Francisco García Chico con miembros de su Ronda de Capa recorrió los campos durante una semana. En una de esas “expediciones” no volvieron solos, pues todo el mundo pudo ver que estaban acompañados por varios individuos, atados unos a otros en una cuerda de presos. Se trataba de la casi totalidad de los “dronistas”, autores de aquel atraco y de otros robos. Lo contaba de esta forma “El Castellano” el día 29 de octubre de 1845, es decir, una semana después de ocurridos los hechos: “Parece que el Señor Chico ha vuelto de una expedición a los montes de Boadilla a cuyas inmediaciones se cometieron días pasados varios robos según dimos cuenta a nuestros lectores. Se dice que ha logrado coger a varios individuos sospechosos y que practica escrupulosas pesquisas”. El Español el día 29 de octubre de 1845 le añadía algún detalle más: “El Sr. Chico ha recorrido en busca de los ladrones todos los puntos de aquellas cercanías, que le han parecido sospechosos, y parece que ha logrado coger a algunos sujetos contra quienes existen indicios”.
La especialización en la lucha contra delincuentes organizados, habituales y reincidentes seguía dando frutos. No en vano por esas fechas, a pesar de algunas pequeñas interrupciones, era lo que llevaba haciendo la Ronda de Capa dependiente del Gobierno civil de Madrid desde el 7 de mayo de 1834.

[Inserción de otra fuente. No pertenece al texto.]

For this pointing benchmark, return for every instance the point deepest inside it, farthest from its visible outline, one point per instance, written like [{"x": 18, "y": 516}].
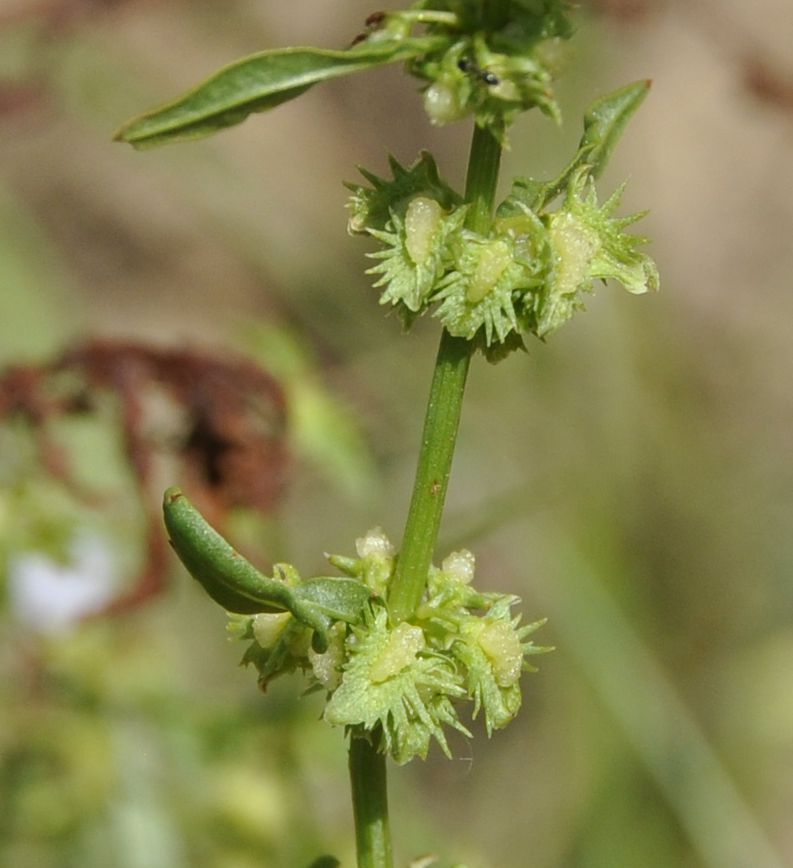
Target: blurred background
[{"x": 632, "y": 479}]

[1] “Apuntes históricos. Ladrones de Madrid y modo de extinguir los robos”. Es un opúsculo aparecido en 1852 de 46 páginas. Lo Firma “Un abogado del ilustre colegio de esta Corte”. Creo que su autor es Felipe Monlau, pues apareció reproducido al pie de la letra en la voz “ladrón” contenida en el tomo 25 de la “Enciclopedia Moderna. Diccionario universal de literatura, ciencias, artes, agricultura, industria y comercio”, editada por Francisco P. Mellado, en 1853, en que aparece como colaborador.
[2] Dimas de la Camándula, seudónimo de Felipe Monlau, en el Arte de Robar o Manual para no ser robado, pág.2.